De lobos y pastores.
Según cuenta Plutarco, mucho antes de que Solón ( 638
adc-558 adc) dictara leyes a los griegos, ya éstos tenían declarada la guerra a
los lobos. Grecia era un país más adecuado para la pastura que para el cultivo
por lo que abundaban los que se dedicaban al pastoreo y a la ganadería, siendo
el lobo enemigo mortal de su negocio. Solón estableció que al que presentase un
lobo muerto se le dieran cinco dracmas y un dracma al que presentase un lobezno. Cinco
dracmas equivalían al valor de un buey y un dracma al de una oveja; así que un
buey valía cinco ovejas.
Desde tiempo inmemorial, siendo la montaña leonesa más
propia para el ganado que para el cultivo, también se tenía declarada la guerra
al lobo y a falta de una ordenanza como la de Solón, era costumbre que quien
matara un lobo, lo colocara a lomos de una caballería y recorriera los pueblos
para que los ganaderos le recompensasen con lo que estimasen oportuno en
función de los posibles daños evitados, calculando la ferocidad por el tamaño
de la alimaña.
Así estuvieron las cosas hasta que desde los lejanos centros
legislativos se dictaron leyes contrarias a Solón y al derecho consuetudinario
impidiendo que el pueblo se tomara la justicia por su mano y dejando impunes
los crímenes del lobo; pero cuando algún ganadero pilla al lobo con las fauces
en las cabras, no puede olvidar la guerra declarada y, si lo tiene a su
alcance, le dispara.

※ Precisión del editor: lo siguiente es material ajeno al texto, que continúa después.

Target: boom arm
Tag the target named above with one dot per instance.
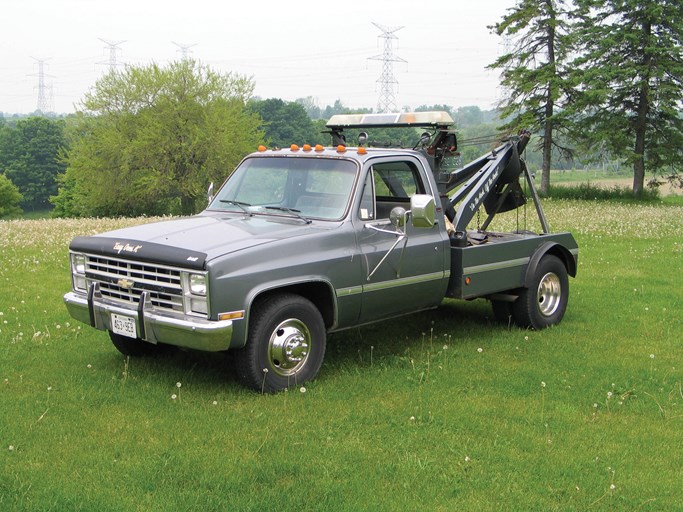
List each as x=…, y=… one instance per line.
x=492, y=181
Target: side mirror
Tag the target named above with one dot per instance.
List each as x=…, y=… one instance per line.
x=423, y=210
x=209, y=192
x=397, y=216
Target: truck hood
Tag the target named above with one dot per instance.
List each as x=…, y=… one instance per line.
x=192, y=241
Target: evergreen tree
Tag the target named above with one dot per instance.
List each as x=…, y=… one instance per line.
x=30, y=157
x=10, y=198
x=533, y=71
x=629, y=82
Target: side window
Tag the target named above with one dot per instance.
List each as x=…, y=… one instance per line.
x=394, y=184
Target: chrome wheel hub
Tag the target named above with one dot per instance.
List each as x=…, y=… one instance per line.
x=289, y=347
x=549, y=294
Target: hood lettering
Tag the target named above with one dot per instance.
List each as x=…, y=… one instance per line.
x=119, y=248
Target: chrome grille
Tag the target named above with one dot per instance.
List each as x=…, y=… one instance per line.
x=126, y=280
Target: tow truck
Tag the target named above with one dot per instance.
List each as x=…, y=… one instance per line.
x=302, y=242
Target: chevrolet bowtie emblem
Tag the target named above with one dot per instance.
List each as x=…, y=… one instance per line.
x=125, y=283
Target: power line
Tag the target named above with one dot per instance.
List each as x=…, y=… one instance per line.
x=184, y=49
x=45, y=98
x=113, y=47
x=387, y=101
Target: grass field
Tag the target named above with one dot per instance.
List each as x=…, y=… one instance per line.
x=437, y=411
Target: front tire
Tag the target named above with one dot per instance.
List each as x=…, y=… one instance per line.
x=544, y=302
x=285, y=345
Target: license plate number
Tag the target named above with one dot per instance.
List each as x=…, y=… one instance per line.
x=123, y=325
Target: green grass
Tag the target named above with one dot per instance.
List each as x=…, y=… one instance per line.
x=443, y=410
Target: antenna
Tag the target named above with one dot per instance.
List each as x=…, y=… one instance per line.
x=387, y=101
x=44, y=91
x=184, y=49
x=113, y=47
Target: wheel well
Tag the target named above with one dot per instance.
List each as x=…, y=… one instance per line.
x=553, y=249
x=565, y=257
x=319, y=293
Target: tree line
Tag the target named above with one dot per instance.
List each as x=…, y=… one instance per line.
x=602, y=77
x=593, y=79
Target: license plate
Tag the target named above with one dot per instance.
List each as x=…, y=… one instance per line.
x=123, y=325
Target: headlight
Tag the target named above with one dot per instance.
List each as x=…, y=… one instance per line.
x=78, y=263
x=198, y=284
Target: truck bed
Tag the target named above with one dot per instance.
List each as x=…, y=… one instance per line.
x=494, y=262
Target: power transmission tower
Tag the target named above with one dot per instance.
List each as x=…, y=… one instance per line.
x=44, y=104
x=113, y=47
x=184, y=49
x=387, y=101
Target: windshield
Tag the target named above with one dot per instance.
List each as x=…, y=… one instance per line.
x=308, y=187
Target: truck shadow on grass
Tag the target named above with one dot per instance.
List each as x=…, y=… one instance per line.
x=453, y=323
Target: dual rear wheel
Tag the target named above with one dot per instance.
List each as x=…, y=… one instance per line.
x=543, y=303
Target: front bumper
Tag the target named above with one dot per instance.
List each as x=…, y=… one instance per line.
x=152, y=325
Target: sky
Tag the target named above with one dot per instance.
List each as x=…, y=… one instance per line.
x=291, y=49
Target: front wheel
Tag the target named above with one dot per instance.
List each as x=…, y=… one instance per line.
x=285, y=345
x=544, y=302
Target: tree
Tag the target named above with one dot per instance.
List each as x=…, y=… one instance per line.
x=311, y=107
x=10, y=198
x=286, y=123
x=29, y=156
x=148, y=140
x=629, y=83
x=533, y=72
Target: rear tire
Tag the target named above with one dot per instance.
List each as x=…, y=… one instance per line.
x=285, y=345
x=135, y=347
x=544, y=302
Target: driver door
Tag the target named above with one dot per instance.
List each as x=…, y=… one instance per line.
x=398, y=277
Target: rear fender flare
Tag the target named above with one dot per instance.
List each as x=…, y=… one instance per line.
x=555, y=249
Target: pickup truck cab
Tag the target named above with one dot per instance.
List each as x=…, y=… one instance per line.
x=302, y=242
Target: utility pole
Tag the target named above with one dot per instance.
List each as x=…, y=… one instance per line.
x=44, y=91
x=113, y=47
x=184, y=50
x=387, y=101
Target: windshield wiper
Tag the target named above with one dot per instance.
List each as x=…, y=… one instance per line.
x=240, y=204
x=293, y=211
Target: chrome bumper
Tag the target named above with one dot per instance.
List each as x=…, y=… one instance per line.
x=152, y=325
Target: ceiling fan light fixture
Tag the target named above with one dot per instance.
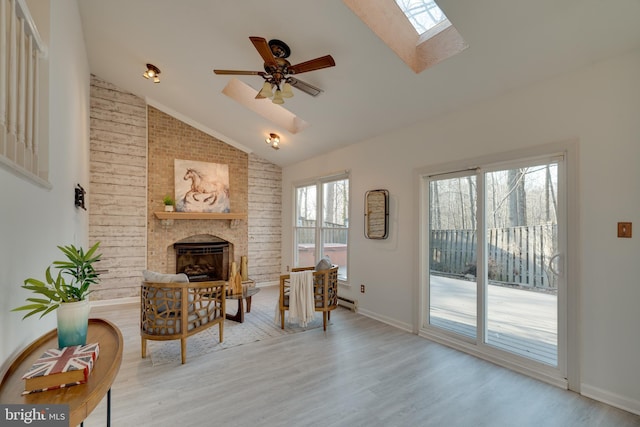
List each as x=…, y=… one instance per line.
x=273, y=140
x=287, y=92
x=266, y=90
x=277, y=97
x=152, y=73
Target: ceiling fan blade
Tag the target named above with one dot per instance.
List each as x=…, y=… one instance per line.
x=240, y=73
x=305, y=87
x=314, y=64
x=264, y=50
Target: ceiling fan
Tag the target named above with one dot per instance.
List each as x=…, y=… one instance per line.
x=278, y=72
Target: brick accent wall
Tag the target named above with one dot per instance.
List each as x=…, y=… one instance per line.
x=171, y=139
x=132, y=151
x=265, y=220
x=117, y=194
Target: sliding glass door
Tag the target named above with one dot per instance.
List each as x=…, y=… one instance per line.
x=495, y=258
x=453, y=254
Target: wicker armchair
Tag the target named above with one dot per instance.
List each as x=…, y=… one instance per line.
x=162, y=316
x=325, y=292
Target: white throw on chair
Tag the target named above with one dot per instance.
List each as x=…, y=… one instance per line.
x=324, y=289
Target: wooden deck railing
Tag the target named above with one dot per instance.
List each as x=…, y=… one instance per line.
x=516, y=255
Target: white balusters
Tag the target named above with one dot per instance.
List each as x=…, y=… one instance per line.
x=20, y=51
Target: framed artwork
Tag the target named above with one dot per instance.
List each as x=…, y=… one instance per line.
x=201, y=186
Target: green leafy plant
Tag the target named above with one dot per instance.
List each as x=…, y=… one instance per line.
x=55, y=290
x=168, y=200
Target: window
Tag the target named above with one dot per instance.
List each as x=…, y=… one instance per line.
x=416, y=30
x=321, y=225
x=423, y=14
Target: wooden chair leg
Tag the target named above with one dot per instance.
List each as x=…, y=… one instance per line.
x=144, y=348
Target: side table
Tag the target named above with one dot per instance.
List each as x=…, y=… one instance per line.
x=83, y=398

Comprueba después los daños hechos al rebaño y, lejos de
buscar el elogio de sus vecinos, oculta su hazaña como si de un brutal
asesinato se tratara.
Resulta entonces que algunas leyes han evolucionado tanto
que se han vuelto del revés, proponiendo a los lobos como pastores de las
ovejas y, probablemente, a zorros como guardianes de las gallinas.